How often do you actually check/audit your backup or storage configs?
Posted by Ok-Tomorrow-7591@reddit | sysadmin | View on Reddit | 11 comments
I ran into this the other day and it got me thinking a bit.
we had everything set up properly at the start, permissions looked fine, configs were clean. but over time a few small changes happened here and there and no one was really keeping track of it anymore.
nothing broke, but when we tried to review things it was already a bit messy trying to figure out what changed and why.
made me wonder how others deal with this.
do you guys actually go back and review configs regularly, or is it more like you only look at it when something goes wrong?

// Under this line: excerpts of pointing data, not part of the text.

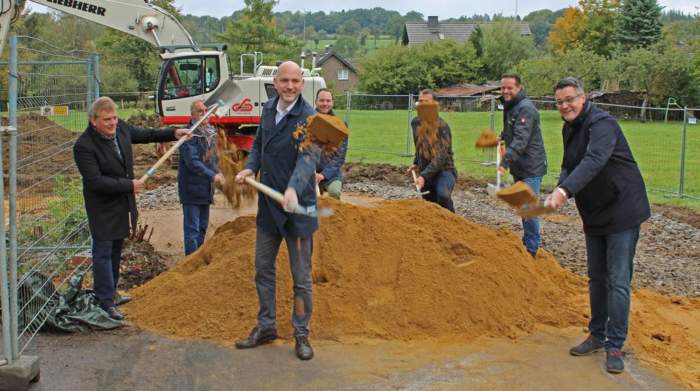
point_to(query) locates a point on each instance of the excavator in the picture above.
(188, 72)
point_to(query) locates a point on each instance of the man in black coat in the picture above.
(599, 171)
(525, 156)
(103, 154)
(290, 170)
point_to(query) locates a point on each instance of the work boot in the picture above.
(303, 348)
(590, 345)
(613, 361)
(114, 313)
(256, 338)
(121, 299)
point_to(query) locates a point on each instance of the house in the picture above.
(339, 72)
(417, 33)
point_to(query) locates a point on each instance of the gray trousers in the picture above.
(266, 248)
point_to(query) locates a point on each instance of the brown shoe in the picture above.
(256, 338)
(303, 348)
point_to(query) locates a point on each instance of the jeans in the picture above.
(531, 227)
(106, 256)
(266, 248)
(610, 267)
(195, 219)
(440, 188)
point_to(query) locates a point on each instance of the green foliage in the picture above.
(639, 23)
(400, 69)
(503, 48)
(539, 75)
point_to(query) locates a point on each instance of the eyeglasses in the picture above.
(566, 101)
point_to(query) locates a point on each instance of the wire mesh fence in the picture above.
(666, 153)
(49, 97)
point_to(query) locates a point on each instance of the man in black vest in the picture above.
(104, 158)
(599, 171)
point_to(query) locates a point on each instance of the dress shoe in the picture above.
(256, 338)
(303, 348)
(121, 299)
(114, 313)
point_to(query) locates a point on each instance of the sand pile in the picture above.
(403, 270)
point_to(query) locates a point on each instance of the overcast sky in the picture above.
(442, 8)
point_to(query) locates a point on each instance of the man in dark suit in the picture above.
(600, 173)
(103, 154)
(290, 170)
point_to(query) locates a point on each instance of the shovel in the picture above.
(492, 189)
(310, 211)
(221, 98)
(415, 178)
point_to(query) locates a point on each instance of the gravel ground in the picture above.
(667, 253)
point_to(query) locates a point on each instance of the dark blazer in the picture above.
(196, 170)
(525, 155)
(107, 180)
(599, 170)
(281, 165)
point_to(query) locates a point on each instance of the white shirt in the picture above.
(281, 113)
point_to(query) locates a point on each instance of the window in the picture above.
(191, 76)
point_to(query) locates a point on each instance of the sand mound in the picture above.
(402, 270)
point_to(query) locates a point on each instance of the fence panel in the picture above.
(47, 218)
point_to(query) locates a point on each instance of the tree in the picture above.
(503, 48)
(399, 69)
(639, 23)
(567, 31)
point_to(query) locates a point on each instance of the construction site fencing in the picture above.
(665, 141)
(44, 221)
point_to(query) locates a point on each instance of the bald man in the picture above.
(285, 168)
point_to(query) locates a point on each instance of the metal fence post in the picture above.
(408, 127)
(13, 198)
(96, 71)
(681, 181)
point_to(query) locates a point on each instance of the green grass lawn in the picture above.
(381, 137)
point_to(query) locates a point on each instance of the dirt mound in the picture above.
(403, 270)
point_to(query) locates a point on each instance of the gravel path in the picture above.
(668, 252)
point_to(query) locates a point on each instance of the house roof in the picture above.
(331, 53)
(416, 33)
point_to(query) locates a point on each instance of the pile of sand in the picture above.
(402, 270)
(406, 270)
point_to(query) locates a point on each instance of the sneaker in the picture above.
(614, 362)
(590, 345)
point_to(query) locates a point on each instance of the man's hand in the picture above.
(290, 200)
(240, 177)
(557, 199)
(220, 180)
(138, 185)
(420, 182)
(180, 133)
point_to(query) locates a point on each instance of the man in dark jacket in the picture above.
(197, 174)
(285, 167)
(103, 154)
(329, 174)
(437, 173)
(525, 156)
(599, 171)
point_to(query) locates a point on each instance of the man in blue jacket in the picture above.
(285, 167)
(525, 156)
(329, 174)
(599, 171)
(197, 174)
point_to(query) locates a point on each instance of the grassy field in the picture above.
(381, 137)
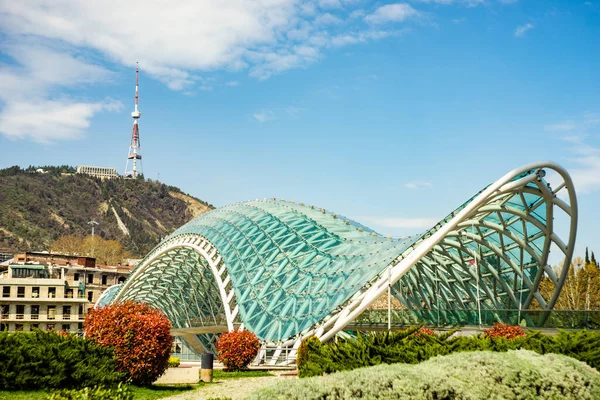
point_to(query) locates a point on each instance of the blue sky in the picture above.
(391, 113)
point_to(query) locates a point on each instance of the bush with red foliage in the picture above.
(505, 330)
(237, 349)
(140, 335)
(424, 331)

and if you do check things, is it mostly manual or do you have something in place for it?
QuirkyEscalator@reddit
We have a morning check ticket with a checklist of stuff to check. Backups, monitoring alerts, emails, check if logs work, check if automation tasks work etc
gonyoda@reddit
Some jobs by law I had to do it yearly. Others, when it broke.
ellaesheahan@reddit
Honestly most teams say they’ll review regularly, but it often ends up being reactive. The better setup is doing light, scheduled audits (monthly/quarterly) plus automation where possible, things like version control, alerts, or policy checks so config drift doesn’t go unnoticed. Manual reviews still help, but relying only on them usually means you catch issues too late.
hb_2410@reddit
Not yet .....
Vektor0@reddit
AI SaaS sales slop.
tensorfish@reddit
Only checking when something breaks is how backup drift turns into archaeology. Put a boring monthly review on jobs, retention, creds, exclusions and target capacity, then do quarterly restore tests for the systems that actually matter.
rose_gold_glitter@reddit
Once a month and we have to provide evidence to the auditors that we really did it, too.
Mr_Dobalina71@reddit
It’s my full time job, so everyday.
Ok-Tomorrow-7591@reddit (OP)
haha fair, sounds like you're deep in it then, is that mostly manual checking or do you have something in place to keep track of changes?
GigaMonkeh@reddit
After every event where we need to restore and realise something is borked
Ok-Tomorrow-7591@reddit (OP)
yes thats honestly the worst timing for it. everything seems fine until you actually need to restore and then things start showing up.